L’absence de prise de parole de la Haute autorité de la communication (HAC) interpelle. Institution censée garantir la régulation et la transparence du secteur, son mutisme laisse planer des doutes sur les véritables motivations de la suspension et sur les mécanismes de contrôle mis en place. Ce vide institutionnel fragilise la confiance des citoyens et alimente les spéculations.
Au-delà des considérations politiques, la coupure des réseaux sociaux a eu des conséquences directes sur l’économie numérique.
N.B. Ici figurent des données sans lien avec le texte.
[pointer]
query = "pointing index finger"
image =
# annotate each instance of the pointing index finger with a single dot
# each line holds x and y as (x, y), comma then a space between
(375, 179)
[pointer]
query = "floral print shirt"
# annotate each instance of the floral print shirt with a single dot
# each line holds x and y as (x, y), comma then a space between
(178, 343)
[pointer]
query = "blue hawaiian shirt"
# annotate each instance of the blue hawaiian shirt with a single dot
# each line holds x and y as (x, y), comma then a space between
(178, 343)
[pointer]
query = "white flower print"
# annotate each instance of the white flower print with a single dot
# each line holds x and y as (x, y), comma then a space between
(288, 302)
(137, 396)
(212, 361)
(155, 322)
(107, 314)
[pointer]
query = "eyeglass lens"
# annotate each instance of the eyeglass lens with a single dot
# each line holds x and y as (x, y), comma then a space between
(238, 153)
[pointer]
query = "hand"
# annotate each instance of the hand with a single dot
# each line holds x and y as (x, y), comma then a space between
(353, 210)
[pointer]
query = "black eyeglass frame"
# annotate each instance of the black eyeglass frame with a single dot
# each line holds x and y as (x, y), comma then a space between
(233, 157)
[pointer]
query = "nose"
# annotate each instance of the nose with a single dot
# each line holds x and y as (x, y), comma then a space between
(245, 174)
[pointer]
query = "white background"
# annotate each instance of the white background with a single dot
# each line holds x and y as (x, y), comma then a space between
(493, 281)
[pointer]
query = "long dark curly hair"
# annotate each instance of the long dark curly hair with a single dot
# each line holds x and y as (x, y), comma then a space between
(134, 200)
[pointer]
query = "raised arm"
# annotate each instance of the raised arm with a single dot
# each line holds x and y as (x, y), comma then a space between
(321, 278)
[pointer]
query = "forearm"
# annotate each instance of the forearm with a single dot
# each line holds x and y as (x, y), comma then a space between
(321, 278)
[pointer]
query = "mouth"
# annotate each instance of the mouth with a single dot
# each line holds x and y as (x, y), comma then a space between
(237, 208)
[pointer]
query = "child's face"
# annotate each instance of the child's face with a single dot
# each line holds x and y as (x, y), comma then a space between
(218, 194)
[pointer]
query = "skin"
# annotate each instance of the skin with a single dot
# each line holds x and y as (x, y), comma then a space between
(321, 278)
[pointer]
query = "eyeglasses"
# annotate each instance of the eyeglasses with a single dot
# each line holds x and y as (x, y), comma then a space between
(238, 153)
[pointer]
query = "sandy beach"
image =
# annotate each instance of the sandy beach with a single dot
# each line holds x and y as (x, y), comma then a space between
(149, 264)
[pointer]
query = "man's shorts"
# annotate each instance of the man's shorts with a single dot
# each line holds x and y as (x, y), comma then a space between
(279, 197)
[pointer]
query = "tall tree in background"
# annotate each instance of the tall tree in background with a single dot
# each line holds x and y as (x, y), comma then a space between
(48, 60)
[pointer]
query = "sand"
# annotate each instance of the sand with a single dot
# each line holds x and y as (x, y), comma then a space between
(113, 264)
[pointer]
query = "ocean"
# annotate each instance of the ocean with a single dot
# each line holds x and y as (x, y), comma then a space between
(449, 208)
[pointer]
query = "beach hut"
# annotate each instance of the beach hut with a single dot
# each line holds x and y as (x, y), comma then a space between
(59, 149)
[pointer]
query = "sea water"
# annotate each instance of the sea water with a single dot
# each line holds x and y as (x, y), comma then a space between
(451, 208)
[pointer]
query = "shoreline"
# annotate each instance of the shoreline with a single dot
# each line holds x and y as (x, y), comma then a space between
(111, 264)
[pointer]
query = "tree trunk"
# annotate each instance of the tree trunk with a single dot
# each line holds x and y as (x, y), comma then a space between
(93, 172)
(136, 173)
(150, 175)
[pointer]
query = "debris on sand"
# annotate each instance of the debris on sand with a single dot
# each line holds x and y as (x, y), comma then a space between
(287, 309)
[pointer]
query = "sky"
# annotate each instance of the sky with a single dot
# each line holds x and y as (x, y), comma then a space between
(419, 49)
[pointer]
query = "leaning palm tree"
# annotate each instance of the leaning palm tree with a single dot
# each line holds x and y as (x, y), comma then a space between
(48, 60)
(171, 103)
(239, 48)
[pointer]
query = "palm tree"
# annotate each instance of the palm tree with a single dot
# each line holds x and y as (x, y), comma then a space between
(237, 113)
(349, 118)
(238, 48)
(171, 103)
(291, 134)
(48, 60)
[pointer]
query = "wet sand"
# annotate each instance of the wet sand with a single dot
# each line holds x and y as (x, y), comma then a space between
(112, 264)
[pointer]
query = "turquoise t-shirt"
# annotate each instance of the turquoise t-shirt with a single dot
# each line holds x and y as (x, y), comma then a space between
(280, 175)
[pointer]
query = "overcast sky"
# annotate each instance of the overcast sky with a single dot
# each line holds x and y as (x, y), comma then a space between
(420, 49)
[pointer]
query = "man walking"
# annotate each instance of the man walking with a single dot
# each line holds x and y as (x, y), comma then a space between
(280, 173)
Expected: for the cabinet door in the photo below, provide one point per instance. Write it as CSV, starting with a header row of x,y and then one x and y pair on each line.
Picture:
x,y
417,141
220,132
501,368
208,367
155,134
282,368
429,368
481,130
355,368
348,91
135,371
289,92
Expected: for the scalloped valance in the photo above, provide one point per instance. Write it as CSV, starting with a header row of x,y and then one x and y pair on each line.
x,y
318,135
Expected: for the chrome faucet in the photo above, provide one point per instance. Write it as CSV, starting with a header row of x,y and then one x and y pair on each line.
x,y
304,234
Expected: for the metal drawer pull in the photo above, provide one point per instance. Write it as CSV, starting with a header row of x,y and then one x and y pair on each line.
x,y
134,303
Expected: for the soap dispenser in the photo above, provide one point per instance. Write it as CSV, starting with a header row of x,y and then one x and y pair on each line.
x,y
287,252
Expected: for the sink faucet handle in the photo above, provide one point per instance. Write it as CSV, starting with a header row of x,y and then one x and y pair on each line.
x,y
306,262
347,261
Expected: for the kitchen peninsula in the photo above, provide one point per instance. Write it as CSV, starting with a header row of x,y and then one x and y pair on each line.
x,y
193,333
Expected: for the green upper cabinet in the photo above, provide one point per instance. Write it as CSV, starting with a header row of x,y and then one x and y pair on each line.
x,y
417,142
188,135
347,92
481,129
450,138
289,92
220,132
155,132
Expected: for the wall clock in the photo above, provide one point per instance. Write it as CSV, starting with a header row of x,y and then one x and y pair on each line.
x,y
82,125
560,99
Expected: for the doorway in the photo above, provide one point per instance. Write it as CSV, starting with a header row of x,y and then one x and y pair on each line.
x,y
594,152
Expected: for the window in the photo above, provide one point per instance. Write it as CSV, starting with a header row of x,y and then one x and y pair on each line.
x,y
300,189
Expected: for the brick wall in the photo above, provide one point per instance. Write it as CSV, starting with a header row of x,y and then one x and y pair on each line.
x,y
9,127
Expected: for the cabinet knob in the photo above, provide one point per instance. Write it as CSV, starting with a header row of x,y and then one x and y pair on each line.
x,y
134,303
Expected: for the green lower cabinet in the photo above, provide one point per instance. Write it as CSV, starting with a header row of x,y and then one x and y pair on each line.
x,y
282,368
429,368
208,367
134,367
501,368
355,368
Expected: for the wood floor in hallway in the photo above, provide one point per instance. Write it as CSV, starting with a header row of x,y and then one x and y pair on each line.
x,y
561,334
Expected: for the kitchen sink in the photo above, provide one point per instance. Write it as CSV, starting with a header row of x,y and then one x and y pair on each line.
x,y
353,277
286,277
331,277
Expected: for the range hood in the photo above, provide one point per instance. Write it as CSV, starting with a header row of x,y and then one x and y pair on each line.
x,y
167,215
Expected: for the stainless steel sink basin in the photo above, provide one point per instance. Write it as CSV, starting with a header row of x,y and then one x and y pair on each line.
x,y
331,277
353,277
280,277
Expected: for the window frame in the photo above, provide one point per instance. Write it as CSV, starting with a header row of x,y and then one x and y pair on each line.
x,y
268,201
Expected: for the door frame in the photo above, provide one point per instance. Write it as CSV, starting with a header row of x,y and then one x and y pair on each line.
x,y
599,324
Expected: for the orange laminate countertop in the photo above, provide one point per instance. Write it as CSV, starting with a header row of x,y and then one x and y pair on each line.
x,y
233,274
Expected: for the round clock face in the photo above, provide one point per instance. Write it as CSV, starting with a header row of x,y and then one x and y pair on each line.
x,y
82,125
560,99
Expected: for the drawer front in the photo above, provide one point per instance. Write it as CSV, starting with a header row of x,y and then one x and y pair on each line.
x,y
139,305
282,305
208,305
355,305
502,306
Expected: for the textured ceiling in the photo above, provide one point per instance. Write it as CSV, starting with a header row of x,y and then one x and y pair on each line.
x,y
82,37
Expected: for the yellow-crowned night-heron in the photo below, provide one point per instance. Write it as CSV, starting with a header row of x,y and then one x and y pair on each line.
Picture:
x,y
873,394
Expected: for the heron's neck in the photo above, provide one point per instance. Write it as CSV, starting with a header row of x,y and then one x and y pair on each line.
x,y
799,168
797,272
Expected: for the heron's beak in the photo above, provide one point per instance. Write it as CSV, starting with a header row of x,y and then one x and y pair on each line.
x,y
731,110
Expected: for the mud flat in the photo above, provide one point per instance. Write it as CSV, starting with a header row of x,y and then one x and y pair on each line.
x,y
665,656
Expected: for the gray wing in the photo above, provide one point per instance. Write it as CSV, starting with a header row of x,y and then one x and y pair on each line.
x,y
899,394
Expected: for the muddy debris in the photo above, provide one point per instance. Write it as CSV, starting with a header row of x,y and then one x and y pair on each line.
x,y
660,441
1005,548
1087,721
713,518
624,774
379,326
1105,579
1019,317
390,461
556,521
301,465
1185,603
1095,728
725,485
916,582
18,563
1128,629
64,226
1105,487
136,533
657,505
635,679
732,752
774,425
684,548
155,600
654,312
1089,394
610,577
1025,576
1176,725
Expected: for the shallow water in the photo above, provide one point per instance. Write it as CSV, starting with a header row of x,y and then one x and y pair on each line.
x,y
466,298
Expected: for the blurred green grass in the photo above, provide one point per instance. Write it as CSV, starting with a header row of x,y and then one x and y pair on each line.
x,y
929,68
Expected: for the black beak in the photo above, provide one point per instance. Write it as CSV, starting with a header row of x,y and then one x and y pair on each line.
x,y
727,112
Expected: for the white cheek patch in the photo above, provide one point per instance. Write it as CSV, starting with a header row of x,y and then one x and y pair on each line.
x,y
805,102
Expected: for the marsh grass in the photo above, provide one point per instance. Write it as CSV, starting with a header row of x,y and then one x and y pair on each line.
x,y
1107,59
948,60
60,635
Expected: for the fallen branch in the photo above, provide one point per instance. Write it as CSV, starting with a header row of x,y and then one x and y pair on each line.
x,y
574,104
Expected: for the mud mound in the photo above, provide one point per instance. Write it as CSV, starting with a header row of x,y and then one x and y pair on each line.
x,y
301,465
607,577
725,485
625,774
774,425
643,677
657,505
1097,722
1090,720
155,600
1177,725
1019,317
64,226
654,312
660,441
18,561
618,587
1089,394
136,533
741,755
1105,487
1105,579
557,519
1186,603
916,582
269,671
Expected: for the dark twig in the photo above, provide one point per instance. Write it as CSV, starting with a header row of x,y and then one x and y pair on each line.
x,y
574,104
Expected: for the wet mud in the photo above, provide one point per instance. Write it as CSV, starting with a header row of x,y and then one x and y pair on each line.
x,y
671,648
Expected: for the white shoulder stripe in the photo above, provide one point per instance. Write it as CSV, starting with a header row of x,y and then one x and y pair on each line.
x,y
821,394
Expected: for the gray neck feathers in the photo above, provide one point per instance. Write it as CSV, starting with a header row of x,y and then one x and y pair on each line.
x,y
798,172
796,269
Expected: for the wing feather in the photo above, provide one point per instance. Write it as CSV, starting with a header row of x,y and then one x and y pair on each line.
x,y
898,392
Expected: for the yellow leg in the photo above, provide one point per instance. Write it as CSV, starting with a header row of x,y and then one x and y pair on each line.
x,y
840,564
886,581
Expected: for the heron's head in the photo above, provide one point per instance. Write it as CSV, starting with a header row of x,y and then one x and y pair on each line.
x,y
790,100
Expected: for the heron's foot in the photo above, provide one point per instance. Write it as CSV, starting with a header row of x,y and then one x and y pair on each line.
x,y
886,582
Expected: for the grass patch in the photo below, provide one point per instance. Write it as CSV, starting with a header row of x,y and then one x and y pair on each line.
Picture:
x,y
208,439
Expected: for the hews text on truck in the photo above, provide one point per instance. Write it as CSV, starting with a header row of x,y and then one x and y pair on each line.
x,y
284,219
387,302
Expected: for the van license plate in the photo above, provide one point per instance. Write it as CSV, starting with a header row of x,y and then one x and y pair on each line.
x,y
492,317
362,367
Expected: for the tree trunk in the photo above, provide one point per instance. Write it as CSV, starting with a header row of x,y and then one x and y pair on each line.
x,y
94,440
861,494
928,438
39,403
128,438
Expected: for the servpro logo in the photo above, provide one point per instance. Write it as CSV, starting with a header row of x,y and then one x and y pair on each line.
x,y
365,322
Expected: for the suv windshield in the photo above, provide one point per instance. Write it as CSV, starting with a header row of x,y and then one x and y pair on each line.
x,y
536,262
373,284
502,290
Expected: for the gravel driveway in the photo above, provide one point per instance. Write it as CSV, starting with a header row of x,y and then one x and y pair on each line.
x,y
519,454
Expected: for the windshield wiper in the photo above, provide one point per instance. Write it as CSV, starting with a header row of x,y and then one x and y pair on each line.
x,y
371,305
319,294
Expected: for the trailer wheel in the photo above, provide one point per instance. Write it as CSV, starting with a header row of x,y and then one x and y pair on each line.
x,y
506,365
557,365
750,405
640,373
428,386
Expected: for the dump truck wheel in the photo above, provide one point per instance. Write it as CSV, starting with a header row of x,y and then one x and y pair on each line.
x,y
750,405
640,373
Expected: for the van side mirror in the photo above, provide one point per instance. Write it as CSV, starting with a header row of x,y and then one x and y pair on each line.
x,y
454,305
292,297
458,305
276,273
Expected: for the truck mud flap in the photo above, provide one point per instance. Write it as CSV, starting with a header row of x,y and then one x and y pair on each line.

Les petites entreprises, commerçants en ligne, prestataires de services digitaux et créateurs de contenu ont vu leurs activités paralysées. Pour certains, la perte de revenus est considérable. La question d’une éventuelle compensation reste entière, mais aucune mesure officielle n’a encore été annoncée pour soutenir les opérateurs économiques affectés.
Le gouvernement évoque des solutions techniques et réglementaires, mais sans détails précis. Les experts estiment qu’un cadre juridique modernisé est indispensable pour encadrer la désinformation, protéger les données et responsabiliser les plateformes. Une régulation transparente, prévisible et participative apparaît comme la seule voie pour éviter de nouvelles interruptions brutales. Les citoyens attendent des garanties claires : un accès stable, sécurisé et durable aux réseaux sociaux.
La population espère que le rétablissement progressif, après la suspension des réseaux sociaux, annoncé ne se traduira pas par un retour fragile ou incomplet. Si les mesures engagées ne produisent pas d’effets visibles, beaucoup pourraient considérer que cette suspension n’aura servi à rien, sinon à accentuer la défiance envers les institutions. Le véritable enjeu est désormais de transformer cette crise en opportunité pour bâtir une régulation crédible, équilibrée et respectueuse des droits numériques.